Question

In: Operations Management

How is Earned Value Management mutually supportive and how does this highlight areas where scope and...

How is Earned Value Management mutually supportive and how does this highlight areas where scope and earned value will diverge?

Solutions

Expert Solution

Earned Value Management (EVM) is a project management technique for measuring project effectiveness and progress in a targeted way.

Cost management is a project management technique for measuring project output and progress. It has the ability to combine triangles for project management: scope, time and cost.

In a unified system, the value management received is able to provide accurate forecasts of problems with project implementation, which is a key contribution to project management.

Early EVM research has shown that the area of ​​planning and management is strongly influenced by its use. And the use of such methods improves both the definition of scope and the overall efficiency analysis of the project. Recent studies show that EVM principles are a positive predictor of project success. The popularity of EVM has grown in recent years, apart from government contracts, an area in which its importance continues to grow, in part because EVM can also emerge and help show contract disputes.

Key features of EVM implementation include:

A project plan that defines the work to be done
Scheduled Employment Evaluation, called Projected Value (PV) or Planned Cost of Planned Work.
"Defined Earnings Rules" (also known as indicators) for measurement work, called the Earned Value (EV) or Cost of Work Done.

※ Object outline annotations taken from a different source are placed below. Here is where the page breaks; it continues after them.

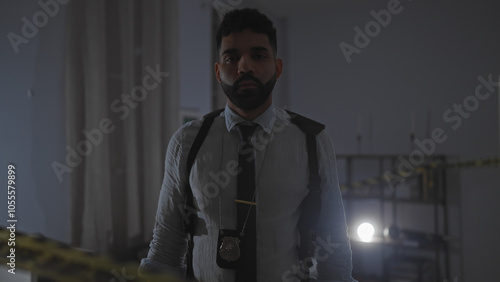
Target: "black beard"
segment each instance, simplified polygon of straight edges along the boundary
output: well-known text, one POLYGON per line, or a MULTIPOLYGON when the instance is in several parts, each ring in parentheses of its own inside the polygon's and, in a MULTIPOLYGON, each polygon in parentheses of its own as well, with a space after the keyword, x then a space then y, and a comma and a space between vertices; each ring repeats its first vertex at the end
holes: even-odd
POLYGON ((276 85, 276 73, 266 83, 262 83, 252 75, 245 73, 233 85, 222 81, 220 84, 229 101, 242 110, 251 111, 263 105, 271 95, 274 85, 276 85), (255 82, 257 88, 238 89, 242 82, 248 80, 255 82))

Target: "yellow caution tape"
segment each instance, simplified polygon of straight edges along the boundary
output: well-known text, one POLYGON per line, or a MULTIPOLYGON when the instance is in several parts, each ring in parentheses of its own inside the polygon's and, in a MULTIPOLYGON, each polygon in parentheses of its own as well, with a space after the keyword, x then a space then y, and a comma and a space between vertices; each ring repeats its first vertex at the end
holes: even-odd
POLYGON ((15 269, 29 270, 39 277, 61 282, 177 282, 171 276, 141 274, 139 263, 118 263, 104 255, 93 254, 40 235, 15 232, 15 246, 8 245, 10 230, 0 227, 0 262, 4 265, 15 254, 15 269), (12 252, 14 251, 14 252, 12 252))

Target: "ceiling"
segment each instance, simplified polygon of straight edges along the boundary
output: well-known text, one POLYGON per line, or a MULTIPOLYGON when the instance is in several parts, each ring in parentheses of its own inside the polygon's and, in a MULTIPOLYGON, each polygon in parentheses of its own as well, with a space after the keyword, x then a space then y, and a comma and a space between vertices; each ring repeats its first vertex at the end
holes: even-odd
POLYGON ((278 17, 338 8, 347 0, 244 0, 242 6, 262 9, 278 17))

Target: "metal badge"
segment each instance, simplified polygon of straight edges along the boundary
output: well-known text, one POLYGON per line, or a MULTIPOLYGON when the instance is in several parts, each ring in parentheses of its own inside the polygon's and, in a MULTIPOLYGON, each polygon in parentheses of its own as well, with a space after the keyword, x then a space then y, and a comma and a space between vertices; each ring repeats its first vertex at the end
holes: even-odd
POLYGON ((223 237, 219 248, 219 255, 226 261, 235 261, 240 257, 240 239, 223 237))

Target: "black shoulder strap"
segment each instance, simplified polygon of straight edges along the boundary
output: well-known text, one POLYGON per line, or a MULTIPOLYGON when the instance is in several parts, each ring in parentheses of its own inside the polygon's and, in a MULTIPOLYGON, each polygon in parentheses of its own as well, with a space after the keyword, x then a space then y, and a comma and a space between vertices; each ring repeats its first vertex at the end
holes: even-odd
MULTIPOLYGON (((214 119, 220 115, 220 113, 224 109, 218 109, 216 111, 213 111, 211 113, 208 113, 203 116, 203 123, 201 124, 200 130, 198 131, 198 134, 194 138, 193 145, 191 146, 191 150, 189 151, 188 154, 188 159, 187 159, 187 173, 191 172, 191 168, 193 167, 194 160, 196 159, 196 155, 198 154, 198 151, 200 151, 201 145, 203 144, 203 141, 205 141, 205 138, 207 137, 208 131, 210 131, 210 127, 212 126, 212 123, 214 122, 214 119)), ((194 236, 194 228, 195 228, 195 222, 196 222, 196 213, 192 212, 194 210, 193 206, 193 191, 191 190, 191 185, 189 185, 189 179, 188 179, 188 187, 186 191, 186 200, 184 203, 184 216, 188 215, 188 218, 184 218, 184 231, 189 234, 189 242, 188 242, 188 252, 186 255, 186 264, 187 264, 187 270, 186 270, 186 278, 191 280, 194 280, 194 270, 193 270, 193 247, 194 247, 194 242, 193 242, 193 236, 194 236)))
POLYGON ((325 129, 325 125, 288 111, 292 122, 306 134, 307 158, 309 164, 309 193, 302 201, 302 211, 299 219, 300 247, 299 259, 308 267, 312 266, 313 241, 316 238, 316 228, 321 212, 321 177, 318 168, 318 149, 316 136, 325 129))
MULTIPOLYGON (((203 141, 205 140, 208 131, 212 126, 214 119, 218 115, 220 115, 220 113, 223 110, 224 109, 219 109, 204 116, 203 124, 201 125, 200 131, 196 135, 193 141, 193 145, 191 146, 191 150, 189 151, 188 154, 188 159, 187 159, 188 175, 191 172, 191 168, 193 167, 196 155, 198 154, 201 145, 203 144, 203 141)), ((312 250, 312 241, 314 240, 316 224, 321 211, 321 189, 320 189, 321 178, 319 176, 319 168, 318 168, 316 135, 318 135, 321 131, 325 129, 325 125, 316 122, 312 119, 301 116, 297 113, 288 110, 287 112, 290 115, 292 122, 306 134, 307 156, 309 163, 309 186, 308 186, 309 194, 302 202, 302 213, 299 220, 299 232, 301 235, 299 258, 301 260, 304 260, 307 257, 312 257, 312 253, 310 253, 310 251, 312 250)), ((186 202, 184 207, 185 209, 193 207, 193 192, 191 190, 191 187, 189 186, 189 181, 188 181, 188 189, 186 191, 186 202)), ((185 231, 190 234, 189 250, 187 254, 186 278, 193 279, 194 278, 193 263, 192 263, 193 232, 194 232, 194 222, 196 221, 196 215, 191 212, 186 214, 190 214, 188 223, 184 227, 185 231)))

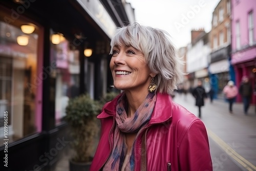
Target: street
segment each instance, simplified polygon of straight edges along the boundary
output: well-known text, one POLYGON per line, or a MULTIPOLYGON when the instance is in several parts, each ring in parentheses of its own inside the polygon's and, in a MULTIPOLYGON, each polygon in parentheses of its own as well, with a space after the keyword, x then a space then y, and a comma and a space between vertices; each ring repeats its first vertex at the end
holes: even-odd
MULTIPOLYGON (((190 94, 176 94, 174 101, 198 115, 190 94)), ((233 114, 223 99, 209 99, 201 109, 201 120, 207 129, 214 171, 256 170, 256 114, 250 106, 248 115, 242 103, 234 103, 233 114)), ((56 171, 68 171, 70 152, 63 156, 56 171)))
MULTIPOLYGON (((190 94, 176 94, 174 101, 198 116, 198 109, 190 94)), ((243 104, 235 103, 230 114, 224 99, 209 99, 201 109, 201 120, 209 137, 214 170, 256 170, 256 114, 251 105, 248 115, 243 104)))

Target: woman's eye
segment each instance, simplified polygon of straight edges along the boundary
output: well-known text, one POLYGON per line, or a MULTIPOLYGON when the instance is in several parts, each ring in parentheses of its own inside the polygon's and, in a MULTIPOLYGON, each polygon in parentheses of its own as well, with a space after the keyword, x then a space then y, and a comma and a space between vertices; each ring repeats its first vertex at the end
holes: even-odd
POLYGON ((113 54, 117 54, 117 53, 118 53, 118 52, 117 52, 117 51, 116 50, 114 50, 113 51, 113 54))
POLYGON ((134 52, 134 51, 131 50, 129 50, 127 51, 127 53, 130 53, 130 54, 135 54, 135 52, 134 52))

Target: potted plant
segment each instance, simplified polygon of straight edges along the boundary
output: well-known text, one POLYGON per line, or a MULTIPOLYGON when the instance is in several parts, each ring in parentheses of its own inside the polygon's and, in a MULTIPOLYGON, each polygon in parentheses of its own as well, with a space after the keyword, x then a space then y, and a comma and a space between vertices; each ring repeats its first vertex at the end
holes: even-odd
POLYGON ((70 169, 89 170, 92 161, 92 153, 98 135, 99 124, 96 116, 101 106, 89 94, 70 99, 66 109, 65 119, 71 128, 72 147, 75 156, 70 160, 70 169))

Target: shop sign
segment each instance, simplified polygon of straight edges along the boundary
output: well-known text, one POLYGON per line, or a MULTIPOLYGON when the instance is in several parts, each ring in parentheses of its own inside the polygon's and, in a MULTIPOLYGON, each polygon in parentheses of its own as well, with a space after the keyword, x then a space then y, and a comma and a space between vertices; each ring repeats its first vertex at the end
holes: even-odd
POLYGON ((111 38, 116 26, 99 0, 76 0, 103 31, 111 38))

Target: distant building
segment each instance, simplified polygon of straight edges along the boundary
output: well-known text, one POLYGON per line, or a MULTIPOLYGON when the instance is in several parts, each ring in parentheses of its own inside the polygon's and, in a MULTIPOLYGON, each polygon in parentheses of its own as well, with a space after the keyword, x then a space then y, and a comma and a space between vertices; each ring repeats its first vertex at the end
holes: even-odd
MULTIPOLYGON (((231 0, 231 60, 236 72, 236 83, 242 77, 249 77, 256 90, 256 3, 255 0, 231 0)), ((256 104, 256 95, 251 95, 256 104)), ((241 97, 238 100, 241 101, 241 97)))
POLYGON ((110 40, 134 12, 125 1, 0 1, 1 170, 55 170, 68 102, 109 91, 110 40))
POLYGON ((186 72, 189 86, 195 87, 199 79, 209 87, 208 58, 210 53, 208 33, 200 29, 191 31, 191 43, 187 47, 186 72))
POLYGON ((227 81, 234 79, 230 63, 230 0, 220 1, 212 12, 212 28, 209 33, 211 49, 209 65, 210 82, 215 92, 220 95, 222 95, 227 81))

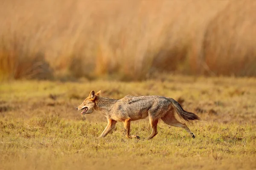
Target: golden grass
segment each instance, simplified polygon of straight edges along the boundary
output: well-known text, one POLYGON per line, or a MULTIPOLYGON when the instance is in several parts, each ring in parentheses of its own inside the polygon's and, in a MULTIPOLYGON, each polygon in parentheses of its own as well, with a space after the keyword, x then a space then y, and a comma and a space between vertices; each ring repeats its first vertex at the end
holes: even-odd
MULTIPOLYGON (((80 80, 19 81, 0 85, 0 169, 253 169, 256 168, 256 79, 162 76, 140 82, 80 80), (92 90, 115 98, 159 95, 178 100, 202 119, 186 123, 196 138, 160 122, 122 123, 98 139, 106 125, 97 113, 75 108, 92 90)), ((184 122, 184 121, 182 121, 184 122)))
POLYGON ((1 79, 255 75, 253 1, 3 2, 1 79))

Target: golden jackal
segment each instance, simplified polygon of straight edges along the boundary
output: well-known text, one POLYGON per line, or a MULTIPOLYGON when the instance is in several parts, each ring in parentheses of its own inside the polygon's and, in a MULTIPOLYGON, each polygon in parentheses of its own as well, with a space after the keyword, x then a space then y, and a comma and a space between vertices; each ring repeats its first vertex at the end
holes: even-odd
POLYGON ((89 96, 76 108, 78 110, 83 110, 81 114, 91 113, 96 110, 108 118, 108 125, 100 137, 105 136, 115 128, 116 122, 120 121, 124 123, 126 137, 140 139, 137 136, 130 134, 131 121, 145 119, 148 116, 152 133, 147 138, 148 139, 157 134, 157 125, 160 119, 169 125, 182 128, 195 138, 195 135, 186 124, 175 119, 175 110, 187 121, 199 120, 199 117, 192 113, 184 110, 173 99, 158 96, 128 95, 117 100, 101 96, 100 91, 95 94, 92 91, 89 96))

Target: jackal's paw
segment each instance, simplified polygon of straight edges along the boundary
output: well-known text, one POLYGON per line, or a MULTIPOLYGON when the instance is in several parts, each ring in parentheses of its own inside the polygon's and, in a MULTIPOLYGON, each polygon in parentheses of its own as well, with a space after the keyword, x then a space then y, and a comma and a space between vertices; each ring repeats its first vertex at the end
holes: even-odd
POLYGON ((140 139, 140 136, 137 135, 135 135, 135 138, 136 138, 137 139, 140 139))
POLYGON ((129 139, 140 139, 140 136, 138 136, 137 135, 130 135, 128 136, 126 136, 126 137, 127 138, 129 138, 129 139))
POLYGON ((194 135, 194 134, 192 135, 192 137, 193 139, 195 139, 195 135, 194 135))

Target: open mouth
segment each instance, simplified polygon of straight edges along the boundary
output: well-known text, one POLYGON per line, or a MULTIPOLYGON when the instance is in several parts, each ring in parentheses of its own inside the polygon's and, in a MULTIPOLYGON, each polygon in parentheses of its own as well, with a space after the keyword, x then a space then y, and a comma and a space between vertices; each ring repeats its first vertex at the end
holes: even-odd
POLYGON ((88 108, 87 107, 85 107, 84 108, 83 108, 81 110, 83 110, 83 111, 82 111, 81 112, 81 114, 84 114, 85 112, 86 112, 86 111, 87 111, 87 110, 88 110, 88 108))

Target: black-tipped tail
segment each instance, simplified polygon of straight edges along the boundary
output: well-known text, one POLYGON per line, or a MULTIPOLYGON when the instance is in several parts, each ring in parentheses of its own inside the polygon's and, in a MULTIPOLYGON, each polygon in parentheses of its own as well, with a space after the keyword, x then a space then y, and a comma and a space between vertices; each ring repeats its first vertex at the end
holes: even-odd
POLYGON ((189 120, 200 120, 199 118, 197 115, 192 113, 184 110, 181 107, 179 102, 173 99, 171 99, 171 102, 175 108, 178 115, 181 117, 184 120, 189 122, 189 120))

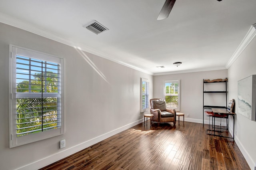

Implementation of EVM for large or complex projects includes many other features, such as cost and cost efficiency indicators (above or below budget) and time. The most basic requirement of an EVM system is that it determines the growth using PV and EV.


Example..



Project A is approved within one year with an X budget. It is also planned that the project will spend 50% of the approved budget and expect 50% of the work to be completed within the first six months. If now, six months after the start of the project, the project manager announces that he has spent 50% of the budget, it can be thought at first that the project was perfect as planned. However, the fact that the information provided is not sufficient to reach such a conclusion. The project can cost 50% of the budget while only completing 25% of the work, meaning the project is not working properly. Or the project can cost 50% of the budget while completing 75% of the work, which means the project works better than planned. EVM is designed to solve similar and similar problems.